Reduce tax burden on OMCs – AOMC tells GRA
The Association of Oil Marketing Companies (AOMC) has called on the Ghana Revenue Authority (GRA) to put measures in place to reduce the burden of tax payment on Oil Marketing Companies (OMCs) in the country.
According to the CEO of AOMC, Kwaku Agyeman-Duah, the current tax payment system employed by GRA is a noose around the neck of all OMCs as it requires the companies to pay taxes and statutory levies on petroleum products lifted within every two-week period in 25 days, whether products had been fully sold at the retail outlets or not.
“GRA must put in place measures to mitigate the burden of OMCs as well as incentivise consistent tax compliant companies in order to boost revenue collection,”
“This is not corporate tax or income tax, but taxes on petroleum products which customers pay only upon purchasing fuel at retail outlets. This means the government can only get the taxes when the products are sold.”

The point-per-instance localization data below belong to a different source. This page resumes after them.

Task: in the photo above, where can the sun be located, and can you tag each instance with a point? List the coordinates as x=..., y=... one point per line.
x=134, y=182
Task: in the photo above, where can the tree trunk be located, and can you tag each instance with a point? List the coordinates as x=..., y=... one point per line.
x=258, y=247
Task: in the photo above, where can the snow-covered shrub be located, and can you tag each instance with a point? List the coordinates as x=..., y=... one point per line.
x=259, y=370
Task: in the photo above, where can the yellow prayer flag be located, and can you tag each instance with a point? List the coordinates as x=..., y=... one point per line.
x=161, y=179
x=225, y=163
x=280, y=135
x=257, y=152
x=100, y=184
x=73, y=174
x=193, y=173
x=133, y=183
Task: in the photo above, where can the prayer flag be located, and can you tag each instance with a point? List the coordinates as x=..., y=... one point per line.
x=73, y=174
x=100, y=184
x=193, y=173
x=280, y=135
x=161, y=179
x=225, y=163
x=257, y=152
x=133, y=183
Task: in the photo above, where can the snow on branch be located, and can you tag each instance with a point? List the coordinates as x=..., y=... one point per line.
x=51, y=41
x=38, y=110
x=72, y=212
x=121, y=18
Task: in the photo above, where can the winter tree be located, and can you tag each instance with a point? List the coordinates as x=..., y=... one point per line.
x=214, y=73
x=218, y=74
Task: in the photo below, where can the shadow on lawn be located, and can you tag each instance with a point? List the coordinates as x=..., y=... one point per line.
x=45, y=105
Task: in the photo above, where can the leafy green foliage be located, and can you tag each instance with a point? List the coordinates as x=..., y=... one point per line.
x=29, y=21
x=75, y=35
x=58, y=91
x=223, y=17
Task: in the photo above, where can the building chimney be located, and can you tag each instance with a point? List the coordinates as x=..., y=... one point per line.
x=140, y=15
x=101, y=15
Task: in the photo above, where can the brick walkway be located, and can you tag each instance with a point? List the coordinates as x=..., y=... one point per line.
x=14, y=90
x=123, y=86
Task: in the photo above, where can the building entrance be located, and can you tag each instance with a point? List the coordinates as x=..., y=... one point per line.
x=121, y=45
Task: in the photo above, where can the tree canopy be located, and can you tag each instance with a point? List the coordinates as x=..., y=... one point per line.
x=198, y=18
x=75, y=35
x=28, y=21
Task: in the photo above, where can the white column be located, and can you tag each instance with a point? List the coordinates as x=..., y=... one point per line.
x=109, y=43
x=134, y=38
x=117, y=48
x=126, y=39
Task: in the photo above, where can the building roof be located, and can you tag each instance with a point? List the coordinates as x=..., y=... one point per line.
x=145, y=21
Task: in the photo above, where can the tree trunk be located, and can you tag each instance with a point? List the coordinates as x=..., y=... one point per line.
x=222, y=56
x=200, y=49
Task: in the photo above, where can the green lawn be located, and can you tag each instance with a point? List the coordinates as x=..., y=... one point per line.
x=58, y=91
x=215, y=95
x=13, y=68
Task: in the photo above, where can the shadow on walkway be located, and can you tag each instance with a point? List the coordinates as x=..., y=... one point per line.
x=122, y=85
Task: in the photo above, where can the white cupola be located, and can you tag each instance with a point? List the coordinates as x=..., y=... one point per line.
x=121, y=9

“But unfortunately GRA, however, requires the OMCs to pay all taxes whether the products have been sold or not. Failure to pay these taxes results in interest and penalty charges against the OMCs, which largely contributed to growing its debt portfolio,” Mr Agyeman-Duah said.
He stressed that while the GRA required OMCs to pay taxes on products lifted within 25 days, government contractors who purchased fuel products on credit sometimes take about 90 days to pay with the excuse that the state was yet to credit their accounts.
“These delays in receiving payments for products supplied to the government Contractors and state institutions on credit also contributed to the growing debt in 2018 and 2019,” he noted and called for an urgent realignment of the tax regime for OMCs.
He said some state contractors were still indebted to many OMCs, running into millions of cedis, due to failure to pay for petroleum products supplied since 2018.
However, the taxes resulting from these inabilities of a third party contracted by the government to pay for fuel on time, was charged to the account of OMCs as deliberate non-compliance to tax payments.
Mr Agyeman-Duah made the above statements in reference to recent Auditor General’s Report, which cited 28 OMCs as having defaulted in tax payments to the tune of Ghs 226.9 million between 2018 and 2019.
Mr Agyemang-Duah attributed the said tax debt owed the GRA to the inabilities of government contractors and institutions to pay on time monies owed to the OMCs for fuel taken.